Michael orders a beer. I order wine. When I’m told the steak and ale pie I desire for lunch will take a minimum of thirty minutes we ask for a small assortment of appetizers to occupy our time till lunch is served. The olives are my favorite—Castletrevano marinated in garlic, and the chunks of chorizo with roasted red pepper is delicious. The entrees live up to our expectations and are so generous in size that I can barely finish a third.
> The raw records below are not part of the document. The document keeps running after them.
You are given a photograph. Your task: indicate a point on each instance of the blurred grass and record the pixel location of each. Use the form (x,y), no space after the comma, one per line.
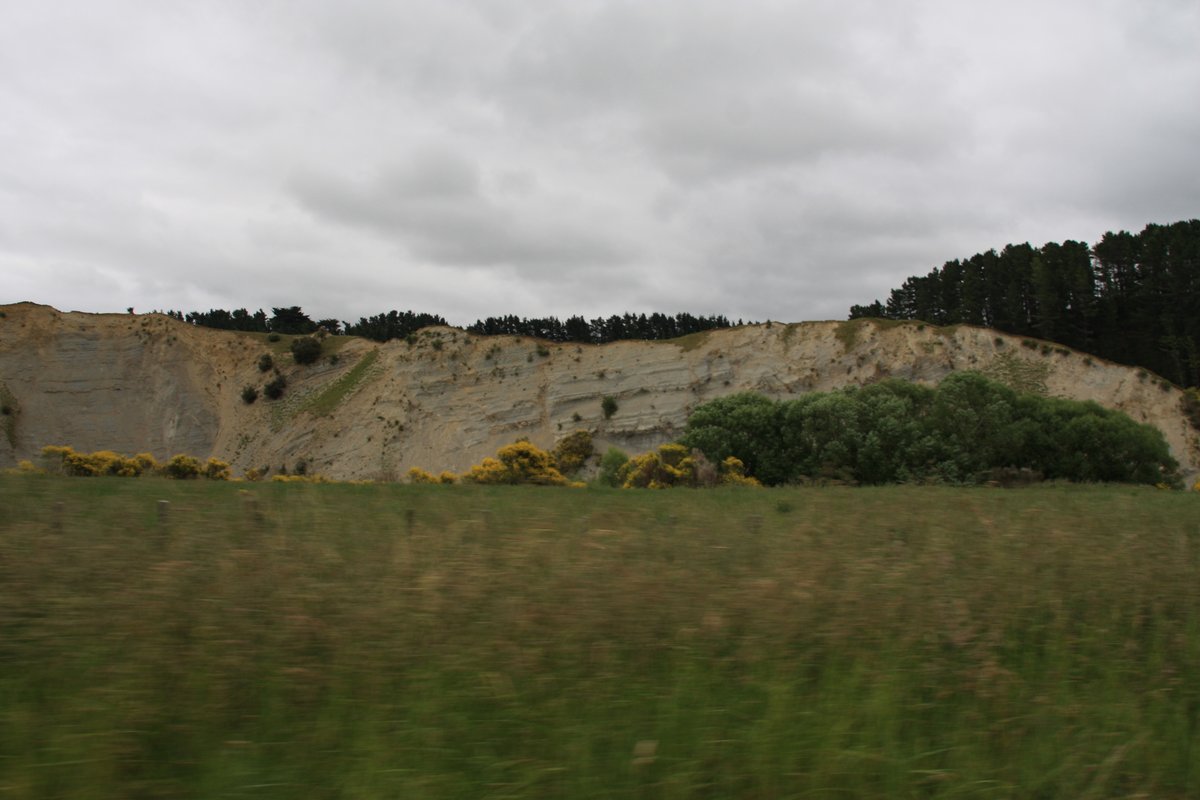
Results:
(334,641)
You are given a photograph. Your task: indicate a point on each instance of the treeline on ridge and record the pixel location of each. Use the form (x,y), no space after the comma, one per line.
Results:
(1131,298)
(400,324)
(967,429)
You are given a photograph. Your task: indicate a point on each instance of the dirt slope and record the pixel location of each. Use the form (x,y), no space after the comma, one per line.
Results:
(149,383)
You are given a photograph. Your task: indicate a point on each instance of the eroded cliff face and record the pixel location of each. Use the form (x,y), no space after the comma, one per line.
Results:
(366,410)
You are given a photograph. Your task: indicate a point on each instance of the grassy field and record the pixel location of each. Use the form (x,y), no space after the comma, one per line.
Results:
(300,641)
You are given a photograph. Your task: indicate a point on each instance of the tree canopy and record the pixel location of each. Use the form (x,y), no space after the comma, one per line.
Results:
(1131,298)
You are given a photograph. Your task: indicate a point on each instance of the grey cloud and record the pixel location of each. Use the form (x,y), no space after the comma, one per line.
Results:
(436,208)
(762,158)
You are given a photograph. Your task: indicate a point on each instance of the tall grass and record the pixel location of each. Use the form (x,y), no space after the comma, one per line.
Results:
(299,641)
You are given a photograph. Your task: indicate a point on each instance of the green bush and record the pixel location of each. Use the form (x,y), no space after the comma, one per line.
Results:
(181,467)
(306,349)
(960,432)
(610,467)
(275,388)
(573,451)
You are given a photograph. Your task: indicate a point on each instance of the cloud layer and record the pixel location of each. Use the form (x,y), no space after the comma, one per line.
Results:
(760,160)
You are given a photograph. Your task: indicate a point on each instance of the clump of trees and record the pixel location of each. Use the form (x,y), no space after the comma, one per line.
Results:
(964,431)
(655,326)
(1131,298)
(402,324)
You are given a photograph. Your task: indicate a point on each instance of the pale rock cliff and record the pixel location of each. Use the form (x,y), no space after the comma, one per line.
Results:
(445,401)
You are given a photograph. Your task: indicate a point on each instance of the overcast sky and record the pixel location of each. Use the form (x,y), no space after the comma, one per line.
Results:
(760,158)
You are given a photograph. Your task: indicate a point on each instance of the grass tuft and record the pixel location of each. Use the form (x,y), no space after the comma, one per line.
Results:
(279,641)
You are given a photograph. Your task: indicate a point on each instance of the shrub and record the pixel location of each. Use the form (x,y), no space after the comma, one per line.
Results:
(181,467)
(216,470)
(664,468)
(306,349)
(573,451)
(898,432)
(275,388)
(610,467)
(418,475)
(517,463)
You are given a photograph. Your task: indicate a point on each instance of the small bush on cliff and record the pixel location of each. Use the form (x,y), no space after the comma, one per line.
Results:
(275,388)
(517,463)
(306,349)
(573,451)
(610,467)
(216,470)
(418,475)
(181,467)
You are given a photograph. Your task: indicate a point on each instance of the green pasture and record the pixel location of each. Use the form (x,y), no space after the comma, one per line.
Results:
(208,639)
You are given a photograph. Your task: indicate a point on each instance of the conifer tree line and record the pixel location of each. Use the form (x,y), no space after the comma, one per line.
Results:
(600,330)
(1131,298)
(399,324)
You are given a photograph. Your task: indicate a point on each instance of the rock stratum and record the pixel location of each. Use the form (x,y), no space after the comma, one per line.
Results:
(447,398)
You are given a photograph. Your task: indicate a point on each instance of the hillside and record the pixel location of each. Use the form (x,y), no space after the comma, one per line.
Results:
(367,410)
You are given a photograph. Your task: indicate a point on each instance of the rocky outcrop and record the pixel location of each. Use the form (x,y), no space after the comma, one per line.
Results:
(448,398)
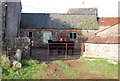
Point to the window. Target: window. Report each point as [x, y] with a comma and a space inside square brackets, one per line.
[30, 34]
[73, 35]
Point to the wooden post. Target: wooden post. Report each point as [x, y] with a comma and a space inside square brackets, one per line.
[82, 48]
[66, 52]
[48, 51]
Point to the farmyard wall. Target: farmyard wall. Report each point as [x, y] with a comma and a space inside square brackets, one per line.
[101, 50]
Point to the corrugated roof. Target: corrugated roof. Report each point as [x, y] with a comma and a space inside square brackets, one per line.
[58, 21]
[83, 11]
[104, 40]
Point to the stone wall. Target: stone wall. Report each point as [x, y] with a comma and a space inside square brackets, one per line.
[101, 50]
[22, 43]
[37, 36]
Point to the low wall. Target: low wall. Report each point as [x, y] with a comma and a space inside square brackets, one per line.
[22, 43]
[109, 51]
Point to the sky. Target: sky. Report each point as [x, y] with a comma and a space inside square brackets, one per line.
[106, 8]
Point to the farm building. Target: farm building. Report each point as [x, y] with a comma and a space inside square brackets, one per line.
[40, 27]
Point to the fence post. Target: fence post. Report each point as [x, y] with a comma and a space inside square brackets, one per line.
[66, 52]
[82, 48]
[48, 51]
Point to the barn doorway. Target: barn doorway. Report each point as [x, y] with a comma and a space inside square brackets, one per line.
[46, 36]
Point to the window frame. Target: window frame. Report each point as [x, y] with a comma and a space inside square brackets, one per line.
[73, 35]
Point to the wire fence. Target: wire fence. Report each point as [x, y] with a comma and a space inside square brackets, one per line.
[65, 49]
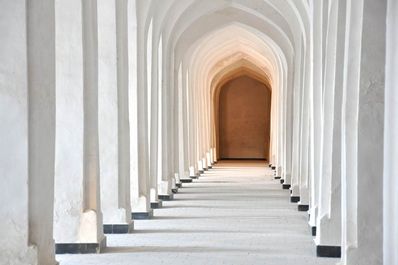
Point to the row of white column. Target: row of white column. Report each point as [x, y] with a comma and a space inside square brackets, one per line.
[77, 153]
[338, 128]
When we are the last couple left seated in the dining area we pay our lunch bill of £48 and ready ourselves to brave the elements—the crowds outweighing the weather.
Guy Fawkes
…was part of a conspiracy to assassinate King James I and restore a Catholic monarch to the throne by blowing up parliament. The conspirators leased an undercroft beneath the House of Lords, and Fawkes was placed in charge of the gunpowder they stockpiled there. Authorities were alerted to the plot and found Fawkes guarding the explosives. He was questioned and tortured and eventually confessed. Immediately before his execution he fell from the scaffold where he was to be hanged and broke his neck, avoiding the agony of the mutilation that followed.
Fawkes became synonymous with the Gunpowder Plot, the failure of which has been commemorated in Britain since 5 November 1605. His effigy is traditionally burned on a bonfire, commonly accompanied by a fireworks display.
Hanged, Drawn and Quartered
Traitors were hanged, almost to the point of death, the mutilated by drawing and quartering.